On the first night of the experiment, when everyone received the real cue, 17% of participants had lucid dreams. On the second night, those who received the real cue again maintained this rate of lucid dreaming, whereas only 5% of control participants had lucid dreams. Additional evidence of lucidity was provided in participants’ dream logs.
“Tweaking sleep opens the door for people to change their dreaming,” Paller said. “We are taking a sleep-engineering approach to using sleep for personal benefits, for practicing skills, solving problems, and for spiritual and personal growth.”
The researchers say the next phase of research will experiment with wearable technology that can prevent undue awakening and determine when users are likely in REM sleep, which may increase the success rate.
Nixing narcolepsy nightmares
A new study from Northwestern Medicine demonstrates that the benefits of lucid dreaming can be combined with cognitive behavioral therapy for nightmares (CBT-N) to treat narcolepsy-related nightmares.
The study, which was published in the Journal of Sleep Research, found overall reductions in nightmare severity and frequency in all six patients tested in the small clinical trial. It’s the first study to show CBT-N might be applicable to narcolepsy, a chronic neurological disorder that affects the brain’s ability to regulate sleep and wakefulness.
“We had them imagine what they’d like to dream instead of their nightmare, almost like they’re writing a movie script,” said corresponding author Jennifer Mundt, assistant professor of neurology (sleep medicine) and psychiatry and behavioral sciences at Northwestern University Feinberg School of Medicine.
Between 30 to 40% of people with narcolepsy experience vivid and distressing nightmares, which can even cause patients to fear sleep, leading to increased fatigue and depression. Still, narcolepsy patients’ nightmares have often been overlooked — some study participants had experienced nightmares for decades but never received treatment.
Mundt said it is important to refer these patients for treatment because many of them don’t know anything can be done, “and treatment can completely transform their sleep and sometimes even the way they feel in the daytime in a matter of weeks,” she said.
During weekly telehealth sessions, the participants received CBT-N, which they used to
rewrite their nightmares into dreams they would prefer to have. They then rehearsed these revised scripts before falling asleep every night.

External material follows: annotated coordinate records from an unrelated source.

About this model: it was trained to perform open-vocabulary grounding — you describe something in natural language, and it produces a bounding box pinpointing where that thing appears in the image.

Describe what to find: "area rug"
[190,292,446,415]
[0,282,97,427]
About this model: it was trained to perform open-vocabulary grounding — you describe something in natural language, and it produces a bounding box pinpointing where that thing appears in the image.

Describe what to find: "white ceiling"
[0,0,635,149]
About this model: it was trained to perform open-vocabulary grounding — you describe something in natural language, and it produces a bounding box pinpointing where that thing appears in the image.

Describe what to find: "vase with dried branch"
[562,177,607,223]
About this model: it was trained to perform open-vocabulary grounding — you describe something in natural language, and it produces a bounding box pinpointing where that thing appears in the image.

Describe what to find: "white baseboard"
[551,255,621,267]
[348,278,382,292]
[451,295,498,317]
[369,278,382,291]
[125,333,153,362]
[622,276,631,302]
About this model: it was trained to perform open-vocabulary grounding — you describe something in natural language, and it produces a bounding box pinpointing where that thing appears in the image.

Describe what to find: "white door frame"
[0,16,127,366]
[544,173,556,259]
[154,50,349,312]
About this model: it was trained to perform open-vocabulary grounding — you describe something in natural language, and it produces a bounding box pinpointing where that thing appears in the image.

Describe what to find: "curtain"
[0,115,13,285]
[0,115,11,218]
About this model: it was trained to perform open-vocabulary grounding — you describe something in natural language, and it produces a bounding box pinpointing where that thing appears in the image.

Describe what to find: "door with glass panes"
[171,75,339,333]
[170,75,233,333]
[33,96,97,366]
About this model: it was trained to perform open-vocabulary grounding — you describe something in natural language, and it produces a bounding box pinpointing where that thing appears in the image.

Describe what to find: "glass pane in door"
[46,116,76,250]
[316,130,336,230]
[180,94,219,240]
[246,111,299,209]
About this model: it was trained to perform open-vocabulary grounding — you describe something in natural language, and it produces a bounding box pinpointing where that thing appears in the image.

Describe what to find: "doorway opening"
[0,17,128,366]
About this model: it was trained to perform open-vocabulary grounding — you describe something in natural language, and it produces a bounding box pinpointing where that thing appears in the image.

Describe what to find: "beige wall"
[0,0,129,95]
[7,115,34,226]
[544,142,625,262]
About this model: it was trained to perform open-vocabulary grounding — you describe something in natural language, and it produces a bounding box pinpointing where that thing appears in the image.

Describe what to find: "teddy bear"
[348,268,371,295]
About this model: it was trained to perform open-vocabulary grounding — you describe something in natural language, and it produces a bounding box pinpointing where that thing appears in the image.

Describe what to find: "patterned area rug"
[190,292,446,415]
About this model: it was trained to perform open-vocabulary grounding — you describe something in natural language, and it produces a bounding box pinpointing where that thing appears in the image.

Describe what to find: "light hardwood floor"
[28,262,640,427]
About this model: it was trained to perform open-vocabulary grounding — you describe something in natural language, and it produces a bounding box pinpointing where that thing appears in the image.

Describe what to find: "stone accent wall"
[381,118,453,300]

During week five of the study, half the study participants also underwent an additional procedure in Paller’s lab. While each person napped, the scientists tried to induce a lucid dream using TLR, playing sound cues associated with lucidity and with each rescripted dream when a study participant entered the REM stage.
An empowering and effective treatment
At post-treatment, all participants rated their nightmares as less severe and less frequent, and for four of the six, nightmare severity dipped below the cutoff for having nightmare disorder, Mundt said.
Of the two participants in the TLR group who entered REM sleep during the nap, one signaled being lucid. However, both recalled dreams that were similar to their rescripted dreams — something unusual for people undergoing CBT-N, Mundt said.
This study provided a proof-of-concept demonstration that it is possible to adapt TLR for narcolepsy-related nightmares.
Participants described feeling less anxious and ashamed about nightmares following the treatment.
“It’s empowering for them,” Mundt said. “They’re so surprised this works. It increases self-efficacy for managing their symptoms, and they describe how glad they are that this helped. It’s really a game-changer, mentally.”
Original article by Stephanie Kulke and Kristin Samuelson published on Northwestern Now.